To identify the hematoma in the spinal cord, MRI with and without gadolinium enhancement is the preferred choice. CT is also used to identify the hemorrhage and provide evidence for pathological analysis. Complete spinal MRI with MR angiography is used when patients with subarachnoid hemorrhage without the intracranial etiology. As the evaluation of the need for intradural interrogation is important, it is necessary to differentiate between subdural and epidural hematomas. Based on the location of the hematoma, use both axial and sagittal images of MRI to identify the boundary between hematoma and fat. An inverted Mercedes-Benz sign shows the spinal subdural hematoma on the axial image.

== Treatment ==
Given the rarity and heterogeneity of spinal cord stroke, symptomatic treatment of associated complications is applied, which is based on patients' own circumstances.

=== Ischemic spinal cord stroke ===
Although some literature suggest that thrombolysis could be the treatment for ischaemic spinal stroke, the associated risks are unknown due to the scarce data. If the cause is global hypoperfusion, maintaining enough blood pressure to maintain adequate spinal perfusion is needed. Also, anticoagulant and antiplatelet agents have been prescribed to prevent vascular occlusion or embolism. Corticosteroids are prescribed in situations of vasculitis or aortitis.

=== Hemorrhagic spinal cord stroke ===

==== Surgical decompression ====
The goal of treatment in an acute situation is to relieve pressure on the spinal cord. Several case studies show a substantial link between the time from bleeding to surgical decompression and neurological outcome, with the greatest results coming from individuals who had surgery within 12 hours after symptom onset. Therefore, surgical decompression should be undertaken as soon as possible to limit neurological injury.

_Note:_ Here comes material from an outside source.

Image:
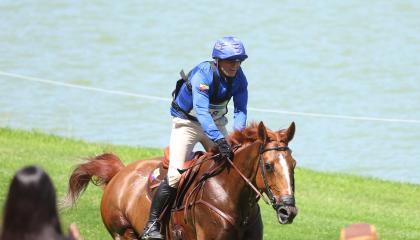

===== Administration of large dose corticosteroids =====
While waiting for surgery, high-dose corticosteroids were administered in the acute phase. It could reduce oedema and secondary cord compression.

===== Reversal of anticoagulation =====
As anticoagulation treatment with warfarin or heparin has been linked to spontaneous haematomyelia, reversal anticoagulation is used to reduce the risk of bleeding by using suitable antidotes. Protamine is used to reverse heparin and low-molecular-weight heparin. Vitamin K is a reversal agent for warfarin.

== Prognosis ==
Full recovery is possible for spinal cord ischaemia patients. Although the mortality rate after spinal cord ischaemia is relatively high (23%), 58% of survivors ambulated with or without gait assistance at their final follow-up appointment. Patients with total paraplegia and sensory loss at nadir can nevertheless experience significant progress over months to years.